Night came and the caravan made camp, posted guards. The dark was pocked by small sounds: a scurry, a snap. The guards’ hands were hot on their hilts; their blood jumped, eyes darted.
And then the slaves began to sing.
This had not happened on any previous night. The slavers were accustomed to whimpers from the huddle of captives, not song, and they didn’t like it. The beasts’ voices were raw as wounds, forceful and primal and unafraid. When the seraphim tried to silence them, a tail lashed forth from the huddle and knocked a guard off his feet.
And then, between one leap of the campfire’s flame and the next, they came. Nightmares. Saviors. They came from above, and the slavers’ first confused thought was that reinforcements had arrived, but these were no seraphim. Wings and screaming, spike horns, antlers, lashing tails and hunched ursine shoulders. Bristles, claws.
Swords and teeth.
No angel survived.
Freed slaves melted away into the landscape, dragging the swords and axes—and yes, the whips—of their captors. They would be less easily subdued in the future.
All fell still. Here, too, a message was scribed in the blood of slaughter—the same words as would be found at many such scenes in the days to come.
We are arisen, it read. It is your turn to die.
19
PARADISE
Once upon a time, an angel and a devil fell in love and dared to imagine a new way of living—one without massacres and torn throats and bonfires of the fallen, without revenants or bastard armies or children ripped from their mothers’ arms to take their turn in the killing and dying.
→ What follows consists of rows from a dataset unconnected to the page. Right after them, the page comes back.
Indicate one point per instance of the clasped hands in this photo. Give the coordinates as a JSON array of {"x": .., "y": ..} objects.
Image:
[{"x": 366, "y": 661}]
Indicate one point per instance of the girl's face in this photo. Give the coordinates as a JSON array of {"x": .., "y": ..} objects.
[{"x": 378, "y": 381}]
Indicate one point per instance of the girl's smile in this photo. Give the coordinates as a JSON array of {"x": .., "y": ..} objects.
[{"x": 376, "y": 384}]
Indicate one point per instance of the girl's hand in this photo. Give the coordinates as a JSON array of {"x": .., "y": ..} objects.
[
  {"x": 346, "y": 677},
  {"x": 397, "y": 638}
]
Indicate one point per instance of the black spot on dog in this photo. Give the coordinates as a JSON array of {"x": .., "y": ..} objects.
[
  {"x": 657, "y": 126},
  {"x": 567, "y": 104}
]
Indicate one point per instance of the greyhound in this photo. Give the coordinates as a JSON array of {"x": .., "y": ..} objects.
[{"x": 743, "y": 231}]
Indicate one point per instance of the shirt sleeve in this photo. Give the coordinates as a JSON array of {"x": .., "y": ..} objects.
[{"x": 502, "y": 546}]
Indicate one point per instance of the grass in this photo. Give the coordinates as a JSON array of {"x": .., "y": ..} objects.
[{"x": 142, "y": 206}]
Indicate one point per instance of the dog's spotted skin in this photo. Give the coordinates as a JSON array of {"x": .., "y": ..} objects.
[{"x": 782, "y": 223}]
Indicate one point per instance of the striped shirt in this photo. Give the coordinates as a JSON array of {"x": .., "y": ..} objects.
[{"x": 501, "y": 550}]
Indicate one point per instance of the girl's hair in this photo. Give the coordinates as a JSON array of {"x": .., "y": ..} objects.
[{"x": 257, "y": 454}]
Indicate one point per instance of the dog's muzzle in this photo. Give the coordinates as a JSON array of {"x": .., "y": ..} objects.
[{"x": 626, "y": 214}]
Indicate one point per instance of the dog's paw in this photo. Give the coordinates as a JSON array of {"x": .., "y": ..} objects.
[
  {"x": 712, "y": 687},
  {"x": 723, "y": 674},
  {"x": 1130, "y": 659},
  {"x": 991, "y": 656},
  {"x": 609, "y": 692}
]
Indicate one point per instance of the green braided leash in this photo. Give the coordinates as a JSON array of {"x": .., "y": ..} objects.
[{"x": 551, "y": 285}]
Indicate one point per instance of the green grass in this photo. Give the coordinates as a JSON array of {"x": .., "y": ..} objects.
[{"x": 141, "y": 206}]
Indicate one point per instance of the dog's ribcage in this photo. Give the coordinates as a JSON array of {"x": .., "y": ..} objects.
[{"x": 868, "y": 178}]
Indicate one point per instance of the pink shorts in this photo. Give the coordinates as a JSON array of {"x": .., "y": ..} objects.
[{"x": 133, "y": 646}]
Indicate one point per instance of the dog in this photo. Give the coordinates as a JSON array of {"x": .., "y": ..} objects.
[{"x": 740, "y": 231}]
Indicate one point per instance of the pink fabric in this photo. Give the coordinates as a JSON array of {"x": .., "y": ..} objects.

Once, the lovers lay entwined in the moon’s secret temple and dreamed of a world that was lik
e a jewel box without a jewel—a paradise waiting for them to find it and fill it with their happiness.
This was not that world.
20
A COUNTRY OF GHOSTS
Akiva, Hazael, and Liraz walked among the dead angels. They didn’t speak, only looked, and their silence was brittle with anger. These corpses, they were torn, as mice by cats. Akiva couldn’t tell if he had known them—the blood daubs had done their work—but on several of the faces there remained enough flesh to make out the mutilation. The obscene smiles had not been seen for generations, but all seraphim and chimaera knew them from graven memory. This was the Warlord’s signature.
It was what he had done to his seraph masters when he rose up from slavery a thousand years ago and changed the world. It was a powerful and unmistakable symbol of rebellion.
“Harmony with the beasts,” said Liraz under her breath, and Akiva tensed. His words, thrown back at him, and what could he say in response? That these same soldiers had left a string of burned villages in their wake and were no one’s idea of innocent? It would sound as though he thought they deserved this. He didn’t, but he couldn’t feel outrage, either, only sinking sadness. These soldiers had done what they had done, and been done unto in return. This was how it went.
In the cycle of slaughter, reprisal begat reprisal, forever. Now was not the time to philosophize, though, not with blood daubs circling overhead, skawing at them to be gone and leave them to their feasts. He kept his thoughts to himself.
The sun was rising. It touched the stalks of jess with a fairy glimmer, and the tassels fanned like wings in the breeze. Green-gold, gold-green, not yet ripe and never now to ripen. Soldiers were touching fire to the field’s edge, and the flames would spread fast in this tinder heat. Before the sun was fully up, the jess would be crackling, and so would the slain. Fire take the dead. There were no funerals for soldiers.